Central Lake Township is a civil township of Antrim County in the U.S. state of Michigan. The population was 2,159 at the 2020 census. The village of Central Lake is located within the township.

==Geography==
According to the United States Census Bureau, the township has a total area of 81.1 km2, of which 71.2 km2 is land and 9.8 km2, or 12.14%, is water.

==Demographics==
As of the census of 2000, there were 2,254 people, 921 households, and 661 families residing in the township. The population density was 81.7 PD/sqmi. There were 1,479 housing units at an average density of 53.6 /sqmi. The racial makeup of the township was 97.74% White, 1.20% Native American, 0.09% Asian, 0.13% from other races, and 0.84% from two or more races. Hispanic or Latino of any race were 0.40% of the population.

There were 921 households, out of which 27.9% had children under the age of 18 living with them, 60.5% were married couples living together, 8.4% had a female householder with no husband present, and 28.2% were non-families. 23.6% of all households were made up of individuals, and 9.6% had someone living alone who was 65 years of age or older. The average household size was 2.41 and the average family size was 2.81.
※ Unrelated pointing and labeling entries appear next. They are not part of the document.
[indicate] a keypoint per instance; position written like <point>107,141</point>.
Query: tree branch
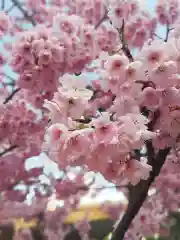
<point>138,194</point>
<point>7,150</point>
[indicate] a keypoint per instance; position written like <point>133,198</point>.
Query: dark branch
<point>137,196</point>
<point>11,96</point>
<point>7,150</point>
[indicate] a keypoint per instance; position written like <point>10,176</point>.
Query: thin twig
<point>8,150</point>
<point>137,196</point>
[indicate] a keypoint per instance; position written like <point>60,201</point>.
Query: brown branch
<point>8,150</point>
<point>11,95</point>
<point>138,194</point>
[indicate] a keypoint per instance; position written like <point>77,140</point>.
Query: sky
<point>107,194</point>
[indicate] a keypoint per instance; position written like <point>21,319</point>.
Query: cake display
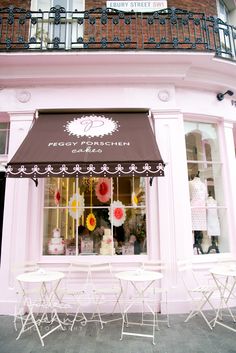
<point>56,244</point>
<point>107,246</point>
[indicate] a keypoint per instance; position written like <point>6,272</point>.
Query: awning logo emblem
<point>91,126</point>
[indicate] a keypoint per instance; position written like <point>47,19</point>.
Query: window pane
<point>208,211</point>
<point>3,139</point>
<point>4,136</point>
<point>97,216</point>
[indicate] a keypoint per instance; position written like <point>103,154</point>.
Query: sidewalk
<point>181,337</point>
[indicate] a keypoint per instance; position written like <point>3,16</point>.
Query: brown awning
<point>88,144</point>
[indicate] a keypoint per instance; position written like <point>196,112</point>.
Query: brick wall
<point>25,4</point>
<point>206,6</point>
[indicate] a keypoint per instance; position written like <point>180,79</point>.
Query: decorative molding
<point>164,95</point>
<point>23,96</point>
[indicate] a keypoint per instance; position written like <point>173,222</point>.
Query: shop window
<point>4,137</point>
<point>94,216</point>
<point>208,210</point>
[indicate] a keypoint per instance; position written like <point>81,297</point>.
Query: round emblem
<point>91,126</point>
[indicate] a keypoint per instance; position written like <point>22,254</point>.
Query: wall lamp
<point>220,96</point>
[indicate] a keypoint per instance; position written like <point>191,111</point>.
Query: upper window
<point>4,137</point>
<point>60,32</point>
<point>96,216</point>
<point>223,12</point>
<point>208,210</point>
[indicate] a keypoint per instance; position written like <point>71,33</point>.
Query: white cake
<point>56,244</point>
<point>107,246</point>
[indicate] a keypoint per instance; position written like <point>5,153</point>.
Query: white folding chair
<point>105,296</point>
<point>159,293</point>
<point>199,293</point>
<point>21,295</point>
<point>38,316</point>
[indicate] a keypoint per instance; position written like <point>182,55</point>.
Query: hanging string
<point>91,194</point>
<point>117,189</point>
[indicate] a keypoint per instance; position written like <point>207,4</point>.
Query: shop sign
<point>138,6</point>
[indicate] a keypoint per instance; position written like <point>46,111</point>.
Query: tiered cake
<point>56,244</point>
<point>107,246</point>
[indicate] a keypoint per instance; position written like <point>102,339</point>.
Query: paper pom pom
<point>103,189</point>
<point>117,213</point>
<point>134,199</point>
<point>91,222</point>
<point>76,206</point>
<point>57,197</point>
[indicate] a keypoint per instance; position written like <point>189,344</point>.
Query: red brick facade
<point>206,6</point>
<point>138,32</point>
<point>17,3</point>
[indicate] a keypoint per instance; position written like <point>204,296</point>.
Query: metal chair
<point>38,316</point>
<point>159,293</point>
<point>20,306</point>
<point>199,293</point>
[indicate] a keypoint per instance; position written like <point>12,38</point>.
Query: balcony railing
<point>109,29</point>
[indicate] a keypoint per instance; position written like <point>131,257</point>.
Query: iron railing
<point>105,28</point>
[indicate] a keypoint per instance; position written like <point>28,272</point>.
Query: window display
<point>208,211</point>
<point>94,216</point>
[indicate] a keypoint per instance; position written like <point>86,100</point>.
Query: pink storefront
<point>127,156</point>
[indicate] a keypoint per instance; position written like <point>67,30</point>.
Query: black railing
<point>99,29</point>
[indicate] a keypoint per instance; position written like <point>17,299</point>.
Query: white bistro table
<point>225,279</point>
<point>49,282</point>
<point>140,281</point>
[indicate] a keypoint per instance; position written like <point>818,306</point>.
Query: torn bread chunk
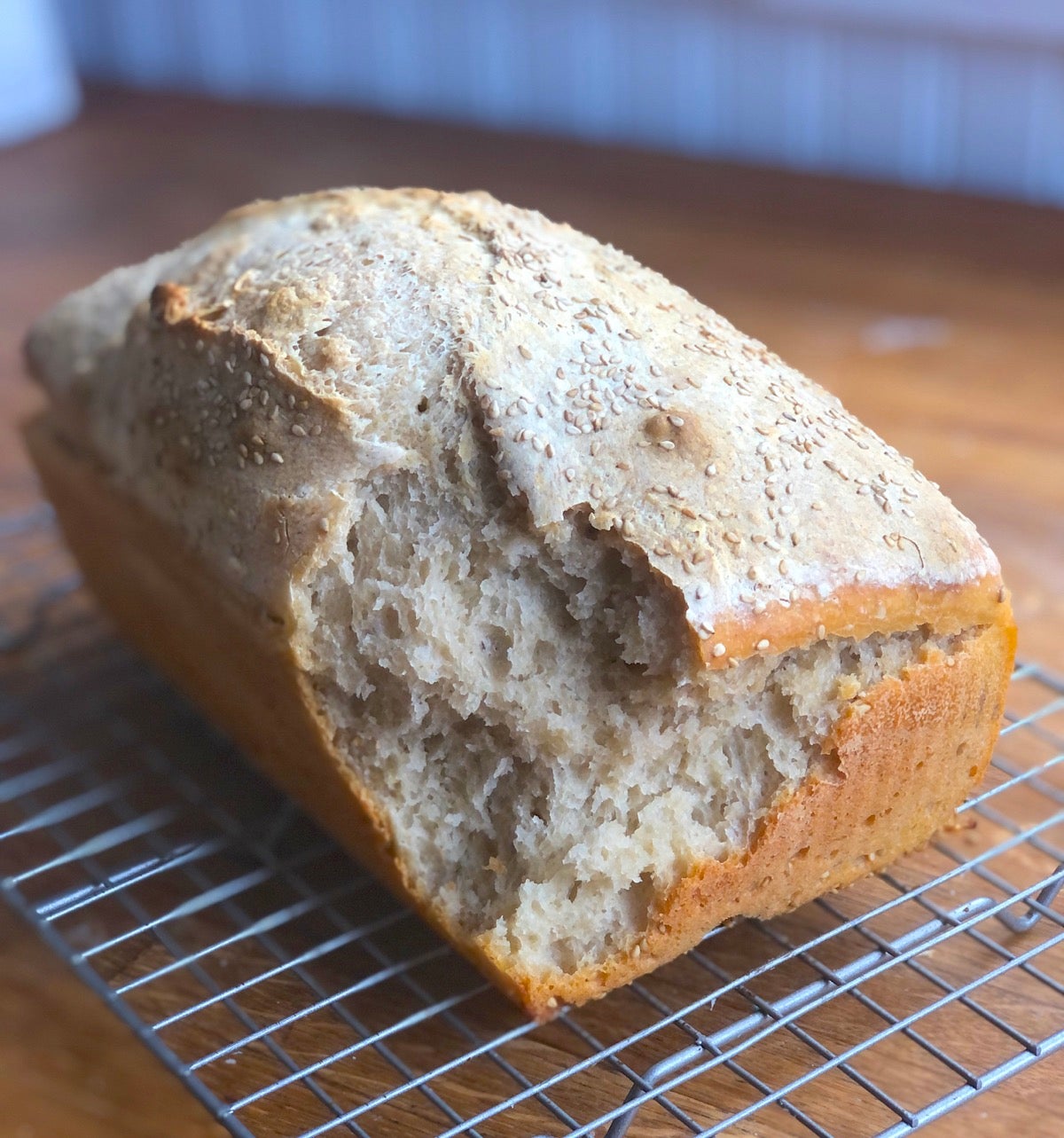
<point>571,610</point>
In the township the population was spread out, with 22.5% under the age of 18, 6.3% from 18 to 24, 26.7% from 25 to 44, 26.6% from 45 to 64, and 17.9% who were 65 years of age or older. The median age was 42 years. For every 100 females, there were 100.4 males. For every 100 females age 18 and over, there were 98.2 males.

The median income for a household in the township was $38,750, and the median income for a family was $42,629. Males had a median income of $34,449 versus $22,321 for females. The per capita income for the township was $19,040. About 5.4% of families and 8.6% of the population were below the poverty line, including 8.6% of those under age 18 and 4.9% of those age 65 or over.